Sparita la Alfa 6, come detto sopra la “90” di Bertone (una profonda revisione stilistica della vecchia piattaforma Alfetta) diventa praticamente la Ammiraglia di Casa sfidando una missione impossibile a cavallo tra il Segmento E ed il Segmento F che, ricordiamolo, in quel momento vantava tra le altre la “W124” di Mercedes, la “serie 5” e la “serie 7” della BMW, le Audi “100” e “200”. Per cui dovendo forzare l’”upgrade” della 90 al di sopra di quello che era stato il segmento naturale della Alfetta, la gamma della 75 venne pompata all’inverosimile – per fronteggiare tutte le dirette concorrenti del Segmento D – attraverso un’estensione di Gamma che ha pochi eguali in Europa a quel tempo: infatti, dalla 1600 cc 4 cilindri fino alla 3.0 V6 da quasi 200 Cv, attraverso serie speciali ed edizioni limitate la 75 dal 1985 al 1993 è l’unica vera arma dell’Alfa Romeo per combattere contemporaneamente Audi 80/90, Bmw Serie 3/5, Mercedes 190, Ford Escort/Sierra, che in quel periodo di mercato erano i modelli e le Case leader nelle vendite.
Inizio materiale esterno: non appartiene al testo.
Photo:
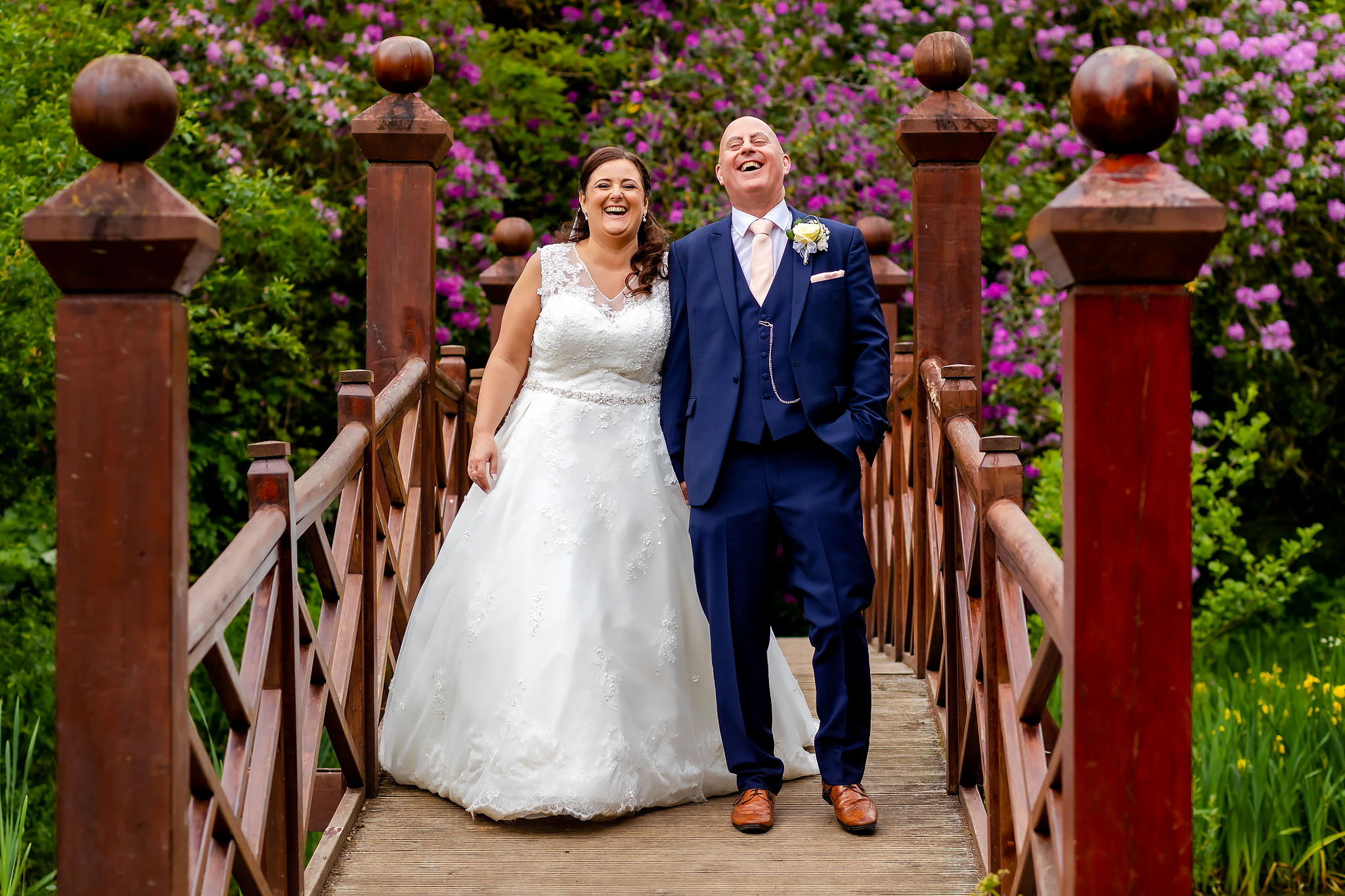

Dal punto di vista industriale, visti i budget all’osso, la 75 fu un vero miracolo del Centro Stile Alfa Romeo, guidato all’epoca da Ermanno Cressoni, che se non sbaglio fu il primo architetto al mondo a diventare Direttore di un centro stile Auto.
Entrato in Alfa nel 1965 (creò la Giulietta con la sua linea unica, la 33 ed appunto la 75), Cressoni fu capace di una impresa unica, mirata al contenimento dei costi ed alla industrializzazione meno onerosa possibile: nel passare dalla linea di montaggio della Giulietta a quella della 75 mantenne praticamente definito oltre il 70% di lamierati, (scocca, centine e rivestimenti) e complessi meccanici della Giulietta (del 1977), che per inciso già di per sé condivideva la sua piattaforma con Alfetta e GTV di poco precedenti all’epoca.
Il miracolo della 75 in tema industriale e produttivo si estese anche in ambito sportivo: con la 75 Evoluzione del 1986 Alfa Romeo getta il guanto di sfida soprattutto alla BMW M3, e vince nel 1987 e nel 1988 il Campionato Italiano Velocità Turismo, per poi lanciare la 75 Evoluzione IMSA, 3000 cc e 300 Cv. Il canto del cigno…
Per molto tempo, dopo l’ingresso di Alfa Romeo nel Gruppo Fiat, i “puristi” del marchio di Arese esternarono tutta la loro nostalgia – e spesso disapprovazione – riguardo alla mutazione genetica ed industriale del Biscione sotto l’influenza di Mirafiori. E con l’arrivo della “155” a trazione anteriore e pianale condiviso con Fiat “Tipo/Tempra” e Lancia “Dedra” il disappunto divenne quasi un segno di appartenenza alla storia passata. Tutto questo fino all’arrivo della attuale “Giulia”, che ha ridato in qualche modo un nuovo lustro all’orgoglio Alfista. Ciononostante, alla domanda: “Quale è stata secondo Voi l’ultima vera Alfa Romeo?” Credo che la quasi totalità degli “Alfisti puri e duri” rispoderà sempre: “la 75!!!”.